Quote from: Paul Mitchell
Anything Else We Should Know
 Climbing is an art,sometimes a transcendental art.It is best performed as dance,or as near dance as you can.

 If you can't do the move,then become the person who CAN do the move.
 Have a read of Paul Reps' book Zen Flesh,Zen Bones,or anything by Thich Nat Han.

 The Tao of Physics by Fritjof Capra is also worth a read,as is Letting Go(of the person you used to be),by Surya Das.Colin Mortlock's Beyond Adventure is worth a read.

 Some crags should have the occasional route name written on a notice on a post near the start of the route,to help find the blighters.

 TO THE CRITICS:Some people on this site seem to think their criticisms/nagging are going to change the way I climb.Think on.Issuing fatwas to name and shame me
 just shows how conformist and anal some people can be.
 British climbing as yet has no legal written rules,and long may it stay that way.
 GRADES:Yes,grade debates can be pretty boring,but my chief concern is to let people know my opinion,which is intended to keep them away from routes that may be too hard for them.You may swear blind something is VS and I will insist it's hvs.No point in saying that ''everyone'' disagrees with me.
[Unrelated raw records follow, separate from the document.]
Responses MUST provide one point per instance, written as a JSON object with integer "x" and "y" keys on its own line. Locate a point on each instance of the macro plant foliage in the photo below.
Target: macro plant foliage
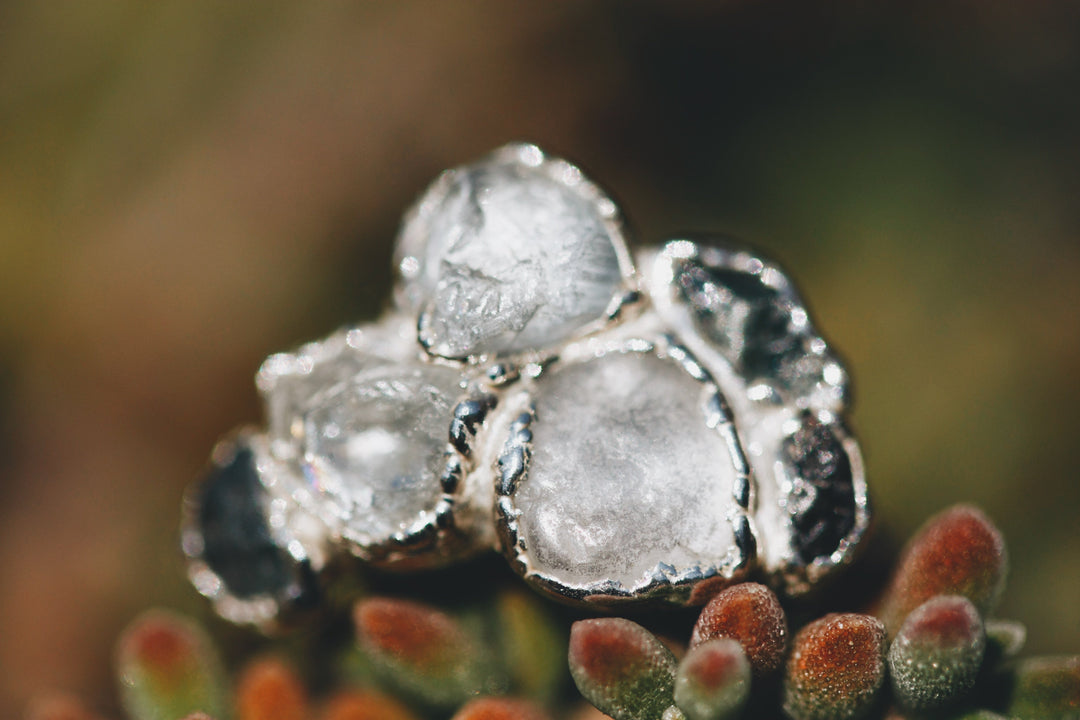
{"x": 929, "y": 647}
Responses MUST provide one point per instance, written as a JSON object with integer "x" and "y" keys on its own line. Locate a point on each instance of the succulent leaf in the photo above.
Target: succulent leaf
{"x": 500, "y": 708}
{"x": 622, "y": 668}
{"x": 713, "y": 680}
{"x": 935, "y": 657}
{"x": 957, "y": 552}
{"x": 167, "y": 668}
{"x": 365, "y": 705}
{"x": 836, "y": 668}
{"x": 532, "y": 644}
{"x": 58, "y": 707}
{"x": 420, "y": 651}
{"x": 1004, "y": 638}
{"x": 751, "y": 614}
{"x": 1047, "y": 688}
{"x": 269, "y": 690}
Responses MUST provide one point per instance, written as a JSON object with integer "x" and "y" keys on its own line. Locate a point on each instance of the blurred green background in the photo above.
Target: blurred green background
{"x": 188, "y": 186}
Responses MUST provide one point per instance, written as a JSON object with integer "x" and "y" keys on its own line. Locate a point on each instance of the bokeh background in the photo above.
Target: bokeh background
{"x": 188, "y": 186}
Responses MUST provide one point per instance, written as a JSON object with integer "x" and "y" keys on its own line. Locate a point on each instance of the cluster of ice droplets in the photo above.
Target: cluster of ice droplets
{"x": 619, "y": 432}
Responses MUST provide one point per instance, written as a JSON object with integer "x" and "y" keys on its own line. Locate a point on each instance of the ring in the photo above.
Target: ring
{"x": 624, "y": 428}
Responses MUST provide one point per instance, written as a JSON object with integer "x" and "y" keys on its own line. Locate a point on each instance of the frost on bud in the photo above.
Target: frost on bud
{"x": 751, "y": 614}
{"x": 836, "y": 668}
{"x": 419, "y": 650}
{"x": 500, "y": 708}
{"x": 622, "y": 668}
{"x": 713, "y": 680}
{"x": 957, "y": 552}
{"x": 935, "y": 657}
{"x": 364, "y": 705}
{"x": 269, "y": 690}
{"x": 167, "y": 669}
{"x": 1047, "y": 689}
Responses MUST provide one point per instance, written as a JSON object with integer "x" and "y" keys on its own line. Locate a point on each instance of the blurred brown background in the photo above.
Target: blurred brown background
{"x": 188, "y": 186}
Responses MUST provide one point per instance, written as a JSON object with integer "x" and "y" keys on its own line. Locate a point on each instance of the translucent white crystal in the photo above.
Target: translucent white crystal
{"x": 624, "y": 474}
{"x": 374, "y": 447}
{"x": 288, "y": 381}
{"x": 509, "y": 256}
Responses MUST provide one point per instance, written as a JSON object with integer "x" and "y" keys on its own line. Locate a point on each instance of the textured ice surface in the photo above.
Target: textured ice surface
{"x": 751, "y": 313}
{"x": 624, "y": 473}
{"x": 501, "y": 257}
{"x": 374, "y": 446}
{"x": 288, "y": 381}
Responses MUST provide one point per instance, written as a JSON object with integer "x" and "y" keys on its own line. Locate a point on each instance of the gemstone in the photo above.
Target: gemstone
{"x": 626, "y": 481}
{"x": 822, "y": 499}
{"x": 375, "y": 447}
{"x": 288, "y": 381}
{"x": 513, "y": 254}
{"x": 230, "y": 531}
{"x": 751, "y": 314}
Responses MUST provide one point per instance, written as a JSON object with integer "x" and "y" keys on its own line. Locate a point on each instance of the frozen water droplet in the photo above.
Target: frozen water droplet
{"x": 625, "y": 477}
{"x": 513, "y": 256}
{"x": 288, "y": 381}
{"x": 379, "y": 472}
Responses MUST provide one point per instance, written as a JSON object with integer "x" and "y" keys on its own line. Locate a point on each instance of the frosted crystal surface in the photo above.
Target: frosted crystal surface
{"x": 507, "y": 259}
{"x": 288, "y": 381}
{"x": 624, "y": 473}
{"x": 760, "y": 328}
{"x": 374, "y": 446}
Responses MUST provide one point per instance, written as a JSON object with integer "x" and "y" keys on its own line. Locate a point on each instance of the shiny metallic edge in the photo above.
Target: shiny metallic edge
{"x": 799, "y": 578}
{"x": 625, "y": 301}
{"x": 264, "y": 611}
{"x": 665, "y": 583}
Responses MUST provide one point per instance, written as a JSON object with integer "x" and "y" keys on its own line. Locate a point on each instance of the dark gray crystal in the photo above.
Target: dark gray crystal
{"x": 759, "y": 327}
{"x": 238, "y": 542}
{"x": 823, "y": 497}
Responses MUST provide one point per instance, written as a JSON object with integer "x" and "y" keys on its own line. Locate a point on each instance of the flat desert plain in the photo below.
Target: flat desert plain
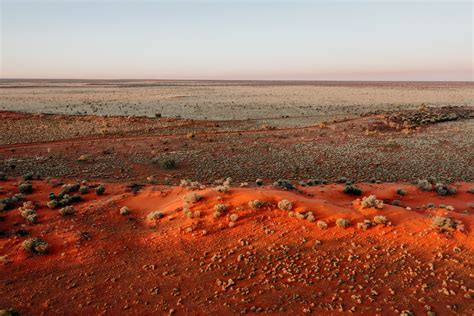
{"x": 236, "y": 197}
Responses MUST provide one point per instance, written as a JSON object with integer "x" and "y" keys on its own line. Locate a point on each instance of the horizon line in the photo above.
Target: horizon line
{"x": 229, "y": 80}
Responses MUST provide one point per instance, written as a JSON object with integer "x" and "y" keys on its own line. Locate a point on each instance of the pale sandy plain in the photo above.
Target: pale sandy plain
{"x": 299, "y": 103}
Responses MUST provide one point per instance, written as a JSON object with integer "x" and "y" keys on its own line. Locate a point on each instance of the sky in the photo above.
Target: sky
{"x": 255, "y": 40}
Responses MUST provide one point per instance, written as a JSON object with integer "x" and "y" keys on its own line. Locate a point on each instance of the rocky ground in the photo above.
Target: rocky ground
{"x": 227, "y": 250}
{"x": 375, "y": 217}
{"x": 395, "y": 146}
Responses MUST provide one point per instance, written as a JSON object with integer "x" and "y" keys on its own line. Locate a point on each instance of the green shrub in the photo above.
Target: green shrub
{"x": 36, "y": 246}
{"x": 285, "y": 205}
{"x": 100, "y": 190}
{"x": 350, "y": 189}
{"x": 343, "y": 222}
{"x": 401, "y": 192}
{"x": 84, "y": 189}
{"x": 25, "y": 188}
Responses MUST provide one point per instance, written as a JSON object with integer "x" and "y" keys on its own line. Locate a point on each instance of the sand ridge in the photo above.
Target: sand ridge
{"x": 100, "y": 261}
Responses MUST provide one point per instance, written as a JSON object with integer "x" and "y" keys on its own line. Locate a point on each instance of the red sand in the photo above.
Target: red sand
{"x": 268, "y": 262}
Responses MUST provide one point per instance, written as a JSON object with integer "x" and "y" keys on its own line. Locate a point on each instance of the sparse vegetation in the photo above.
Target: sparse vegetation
{"x": 322, "y": 224}
{"x": 350, "y": 189}
{"x": 28, "y": 212}
{"x": 165, "y": 164}
{"x": 193, "y": 185}
{"x": 284, "y": 184}
{"x": 371, "y": 201}
{"x": 401, "y": 192}
{"x": 343, "y": 222}
{"x": 100, "y": 190}
{"x": 155, "y": 215}
{"x": 446, "y": 224}
{"x": 124, "y": 210}
{"x": 67, "y": 210}
{"x": 25, "y": 187}
{"x": 443, "y": 189}
{"x": 256, "y": 204}
{"x": 364, "y": 225}
{"x": 380, "y": 220}
{"x": 424, "y": 185}
{"x": 219, "y": 209}
{"x": 192, "y": 198}
{"x": 285, "y": 205}
{"x": 36, "y": 246}
{"x": 84, "y": 189}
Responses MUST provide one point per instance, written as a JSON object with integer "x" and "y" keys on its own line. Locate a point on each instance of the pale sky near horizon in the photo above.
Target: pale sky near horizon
{"x": 276, "y": 40}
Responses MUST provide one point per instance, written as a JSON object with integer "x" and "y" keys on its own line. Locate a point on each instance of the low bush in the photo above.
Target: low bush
{"x": 67, "y": 210}
{"x": 192, "y": 198}
{"x": 401, "y": 192}
{"x": 443, "y": 189}
{"x": 424, "y": 185}
{"x": 371, "y": 201}
{"x": 36, "y": 246}
{"x": 256, "y": 204}
{"x": 100, "y": 190}
{"x": 284, "y": 184}
{"x": 380, "y": 220}
{"x": 285, "y": 205}
{"x": 155, "y": 215}
{"x": 446, "y": 224}
{"x": 233, "y": 217}
{"x": 84, "y": 189}
{"x": 322, "y": 224}
{"x": 25, "y": 188}
{"x": 343, "y": 222}
{"x": 366, "y": 224}
{"x": 350, "y": 189}
{"x": 124, "y": 210}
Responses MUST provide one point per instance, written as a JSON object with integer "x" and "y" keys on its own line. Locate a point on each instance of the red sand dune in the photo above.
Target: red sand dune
{"x": 101, "y": 262}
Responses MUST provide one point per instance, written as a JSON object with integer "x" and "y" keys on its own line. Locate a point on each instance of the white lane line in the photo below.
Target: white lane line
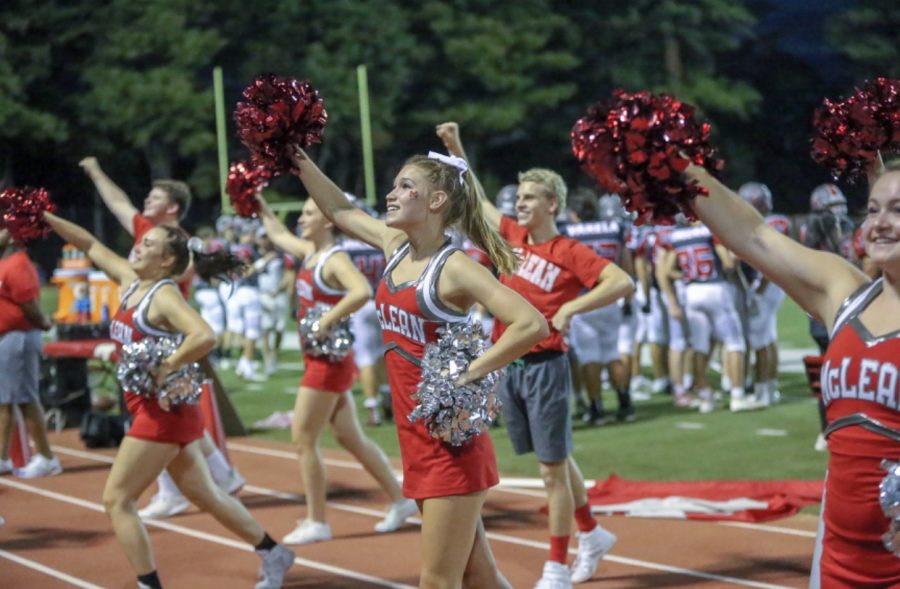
{"x": 644, "y": 564}
{"x": 543, "y": 546}
{"x": 690, "y": 425}
{"x": 352, "y": 464}
{"x": 208, "y": 537}
{"x": 765, "y": 528}
{"x": 48, "y": 571}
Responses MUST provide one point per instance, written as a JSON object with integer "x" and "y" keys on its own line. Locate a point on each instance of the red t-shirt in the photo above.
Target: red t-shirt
{"x": 19, "y": 284}
{"x": 141, "y": 225}
{"x": 550, "y": 274}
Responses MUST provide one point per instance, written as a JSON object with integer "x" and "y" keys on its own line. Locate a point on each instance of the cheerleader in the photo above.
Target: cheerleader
{"x": 429, "y": 283}
{"x": 860, "y": 383}
{"x": 325, "y": 274}
{"x": 163, "y": 436}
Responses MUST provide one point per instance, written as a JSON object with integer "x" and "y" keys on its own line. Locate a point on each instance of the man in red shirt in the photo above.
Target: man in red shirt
{"x": 554, "y": 271}
{"x": 166, "y": 204}
{"x": 21, "y": 322}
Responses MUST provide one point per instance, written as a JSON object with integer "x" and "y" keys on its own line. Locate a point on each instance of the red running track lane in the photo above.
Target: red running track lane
{"x": 57, "y": 526}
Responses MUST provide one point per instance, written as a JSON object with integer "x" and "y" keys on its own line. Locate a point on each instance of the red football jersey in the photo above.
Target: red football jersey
{"x": 550, "y": 274}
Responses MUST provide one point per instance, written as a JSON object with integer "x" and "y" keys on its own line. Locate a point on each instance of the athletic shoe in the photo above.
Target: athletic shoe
{"x": 275, "y": 563}
{"x": 396, "y": 515}
{"x": 555, "y": 576}
{"x": 748, "y": 403}
{"x": 625, "y": 414}
{"x": 39, "y": 466}
{"x": 592, "y": 547}
{"x": 233, "y": 483}
{"x": 683, "y": 400}
{"x": 165, "y": 505}
{"x": 308, "y": 532}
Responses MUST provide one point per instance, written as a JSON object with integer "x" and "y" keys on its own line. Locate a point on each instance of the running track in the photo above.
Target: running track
{"x": 56, "y": 535}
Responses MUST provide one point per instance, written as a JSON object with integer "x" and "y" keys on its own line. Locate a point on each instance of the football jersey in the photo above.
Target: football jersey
{"x": 606, "y": 237}
{"x": 697, "y": 257}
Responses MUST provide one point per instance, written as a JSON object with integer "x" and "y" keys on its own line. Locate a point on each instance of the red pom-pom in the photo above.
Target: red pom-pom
{"x": 22, "y": 212}
{"x": 243, "y": 184}
{"x": 279, "y": 111}
{"x": 849, "y": 133}
{"x": 632, "y": 145}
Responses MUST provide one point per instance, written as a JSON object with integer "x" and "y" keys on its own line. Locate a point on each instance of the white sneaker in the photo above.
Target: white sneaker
{"x": 555, "y": 576}
{"x": 396, "y": 515}
{"x": 39, "y": 466}
{"x": 165, "y": 505}
{"x": 592, "y": 547}
{"x": 307, "y": 532}
{"x": 640, "y": 395}
{"x": 233, "y": 483}
{"x": 275, "y": 563}
{"x": 748, "y": 403}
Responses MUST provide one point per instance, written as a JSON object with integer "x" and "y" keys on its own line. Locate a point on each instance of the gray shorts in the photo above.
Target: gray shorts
{"x": 20, "y": 362}
{"x": 536, "y": 395}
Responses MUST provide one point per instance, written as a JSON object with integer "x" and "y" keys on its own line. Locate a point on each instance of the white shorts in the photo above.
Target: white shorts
{"x": 627, "y": 329}
{"x": 652, "y": 327}
{"x": 274, "y": 311}
{"x": 763, "y": 326}
{"x": 211, "y": 309}
{"x": 679, "y": 329}
{"x": 594, "y": 336}
{"x": 711, "y": 313}
{"x": 243, "y": 312}
{"x": 368, "y": 346}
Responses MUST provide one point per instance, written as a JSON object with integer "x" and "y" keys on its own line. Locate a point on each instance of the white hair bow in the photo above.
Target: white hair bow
{"x": 451, "y": 160}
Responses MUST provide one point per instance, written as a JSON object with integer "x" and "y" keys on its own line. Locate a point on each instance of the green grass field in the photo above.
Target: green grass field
{"x": 656, "y": 447}
{"x": 664, "y": 443}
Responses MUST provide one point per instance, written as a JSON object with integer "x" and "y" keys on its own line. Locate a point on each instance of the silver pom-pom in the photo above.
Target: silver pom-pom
{"x": 455, "y": 414}
{"x": 139, "y": 360}
{"x": 889, "y": 497}
{"x": 335, "y": 343}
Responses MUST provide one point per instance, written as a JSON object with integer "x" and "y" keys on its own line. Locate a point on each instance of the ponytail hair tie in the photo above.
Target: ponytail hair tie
{"x": 195, "y": 244}
{"x": 453, "y": 161}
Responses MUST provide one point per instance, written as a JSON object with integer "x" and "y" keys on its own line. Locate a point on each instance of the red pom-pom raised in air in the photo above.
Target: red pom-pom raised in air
{"x": 22, "y": 212}
{"x": 848, "y": 134}
{"x": 632, "y": 145}
{"x": 244, "y": 183}
{"x": 278, "y": 112}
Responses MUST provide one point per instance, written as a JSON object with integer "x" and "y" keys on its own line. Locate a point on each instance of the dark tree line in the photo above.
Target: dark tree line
{"x": 132, "y": 82}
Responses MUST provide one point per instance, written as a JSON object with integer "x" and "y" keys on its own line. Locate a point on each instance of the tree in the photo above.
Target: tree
{"x": 869, "y": 35}
{"x": 27, "y": 115}
{"x": 148, "y": 85}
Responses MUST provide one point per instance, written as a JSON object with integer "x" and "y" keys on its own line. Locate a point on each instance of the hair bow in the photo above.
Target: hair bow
{"x": 451, "y": 160}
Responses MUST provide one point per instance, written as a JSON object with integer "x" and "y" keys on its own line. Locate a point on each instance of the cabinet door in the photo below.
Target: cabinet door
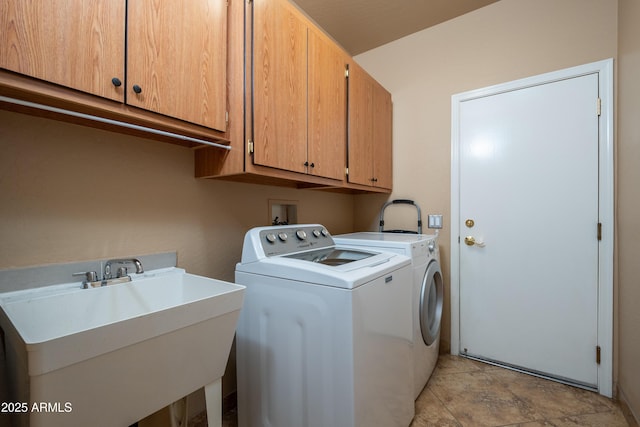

 AGE:I know two older climbers who used to top rope and preplace a lot of hard routes in the E4/5 range,and they didn't care who knew it.I will not be naming them.They were two of the best climbers in their generation;both famous.Last year they failed to lead a hvs on Burbage,which I soloed;so ,yes,I am still competitive,despite being in my 6th decade.
 John Dewey said '' Neglect of context is the greatest single disaster which philosophic thinking can incur''.
 Being older and weaker means that I have to ''cheat'' to get up some routes.
 That is my business and none of yours,as long as I don't harm the rock.
 A few years ago I went to the SW to do Kafoozalem and two guys spent 6 hours working Kafoozalem,and wouldn't let me on the route.They didn't get halfway.That is their right.That's a lot worse than pre chalking a route.This is a rainy country and chalk soon washes off.Some people have a Pavlovian response of frothing at the mouth when they see a photo of my chalk.The photo may be permanent,but the chalk isn't.
 When I have the energy I will wipe it off.If there is no time,it will stay on.
 I like to try and get up a route in one day.Having to go back is a ball ache and is expensive in fuel ,effort and time,and does nothing to help global warming.If I want to pre chalk a route that is my business.I am coming up to 56.Few people my age do hard routes on sight.Many routes
 are plastered in chalk anyway;so what if I add a bit more?Ask yourself why you feel the need to have a go at me.What does that say about you?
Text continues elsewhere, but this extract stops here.